Omiwa Shrine, literally “the big God God enterprise”, it turns out, is well worth the outing. Japan's oldest after some manner of reckoning, the shrine is famous for what it lacks, a main worship hall, boasting instead a singularly unique (as if there were other uniques) triple torii, or gate, at the foot of the small mountain rising holy behind the shrine site. The gate is designated as a national cultural treasure and is not only a glorious wonder to behold, but is also entirely invisible. Akira and I traipsed with no success all over the site searching for the gate clearly photographed in the brochures one of the shrine-maidens forced on us so Akira would stop asking her arcane questions about the protective charms for sale in a cryptic effort to flirt with her.


Unable to locate the gate, we finally marched into the obviously official administrative reception hall, presumably where gads of yen are gifted wish-laden to the gods of the shrine, namely, if you must insist, Ohmononushi-no-ohkami (aka Yamato-no-ohmononushi-kushimikatama-no-mikoto, the hefty deity of the progress and development of Japan wholly!), Sukunahikona-no-kami (the Drug, Herb and Sake God—he's well worshiped by young and old), and Ohnamuchi-no-kami (who is, as far as I can make out, the God of “Also Appearing at this Shrine”). Clad only in the slippers we took off in the entryway of the building, we marched straight up to the nearest priest piously plugging away at some Excel spreadsheet behind an imposing desk and demanded to know where the famed yet seemingly non-existent gate stood in shamanistic glory.


The venerable priest looked up from his screen and perused us in a somewhat cockeyed manner, but that was because his right eye was in fact cocked alarmingly to an even more extreme right.
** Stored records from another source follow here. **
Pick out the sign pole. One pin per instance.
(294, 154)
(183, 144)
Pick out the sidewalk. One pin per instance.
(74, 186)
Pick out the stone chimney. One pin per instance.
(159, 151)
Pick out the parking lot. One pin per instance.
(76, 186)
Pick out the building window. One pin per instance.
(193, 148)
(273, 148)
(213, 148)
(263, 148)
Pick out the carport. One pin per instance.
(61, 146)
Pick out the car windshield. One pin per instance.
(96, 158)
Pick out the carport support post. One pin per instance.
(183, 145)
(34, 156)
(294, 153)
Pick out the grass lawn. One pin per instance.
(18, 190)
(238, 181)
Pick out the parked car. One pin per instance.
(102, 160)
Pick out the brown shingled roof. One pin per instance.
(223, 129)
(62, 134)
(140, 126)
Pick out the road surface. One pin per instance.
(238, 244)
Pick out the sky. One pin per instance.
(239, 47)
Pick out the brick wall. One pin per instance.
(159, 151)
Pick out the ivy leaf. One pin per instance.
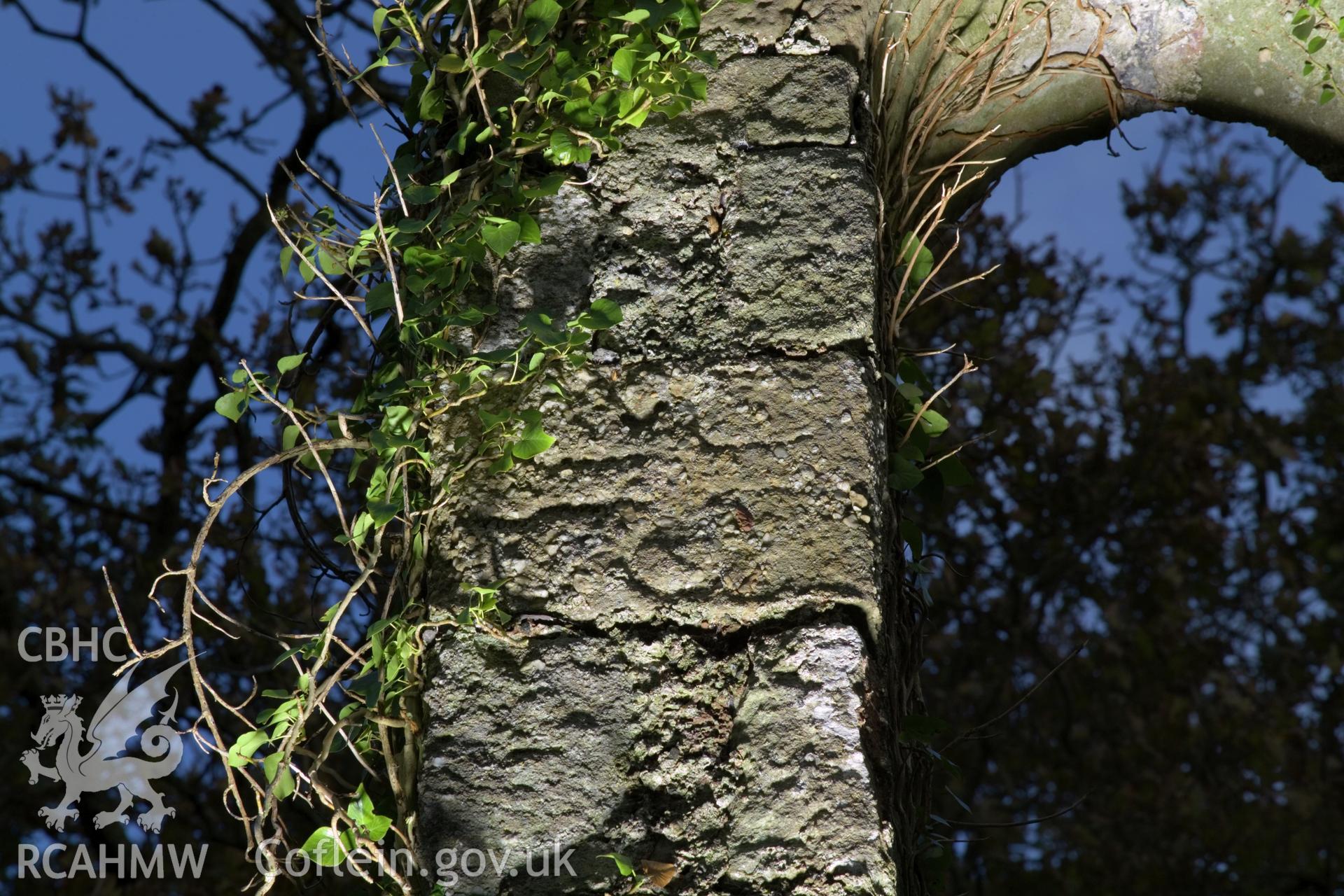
(933, 422)
(534, 440)
(539, 18)
(502, 238)
(601, 315)
(622, 64)
(528, 230)
(917, 255)
(326, 846)
(244, 748)
(362, 812)
(624, 864)
(233, 405)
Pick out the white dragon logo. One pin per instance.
(102, 766)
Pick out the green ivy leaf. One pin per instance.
(534, 440)
(918, 257)
(502, 237)
(233, 405)
(286, 785)
(624, 864)
(433, 105)
(622, 64)
(244, 748)
(933, 422)
(528, 230)
(601, 315)
(326, 846)
(539, 18)
(362, 812)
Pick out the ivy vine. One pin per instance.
(504, 99)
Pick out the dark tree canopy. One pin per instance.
(1161, 491)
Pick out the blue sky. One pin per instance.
(179, 49)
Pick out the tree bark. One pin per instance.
(702, 564)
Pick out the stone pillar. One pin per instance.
(696, 564)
He crookedly informed us that the gate was completely hidden behind the ceremonial pavilion in the middle of open area at the top of the stairs between the mountain and the gravel road through the forest we'd walked to get to the shrine site, beaming that we were the first people to ask about the gate in several months! Mental. Like going to d'Orsay and missing Sunflowers. He then asked us to follow him up into and through the ceremonial hall overflowing with mystic opulence, telling us that it's a holy place where only initiates can can tread but that we're okay with him since he's know all the other high priests since thay were kids, so we walked through the solemn vestibule at peace in the knowledge that the gods would accept us since our holy guide had once played truth-or-dare with the rest of the shrine elders.


Eventually we passed through the hall and walked along an ancient hallway-like terrace with a mahogany (since that sounds good) floor worn lacquer smooth by centuries of shuffling tabi to where we could peer around the back of the building and see the fabled torii towering about eight feet high in sacred majesty. Actually, it was quite stunning in a manner typically Japanese in understatement: the unpainted gate drew our eyes past it's modest, though rather fey, eaves to the mountain beyond thick with towering cypress that truly did bespeak a divinity echoing with the faith of countless believers. Terribly sublime.

The old priest joked with us as he saw us out and we thanked him awkwardly for the generous tour. Properly awestruck, somehow on the way back to the station the late summer sun didn't seem as hot nor did the cicadas sound as shrill as they'd been the day before.

Ah, my corniness offends even my own sensibilities.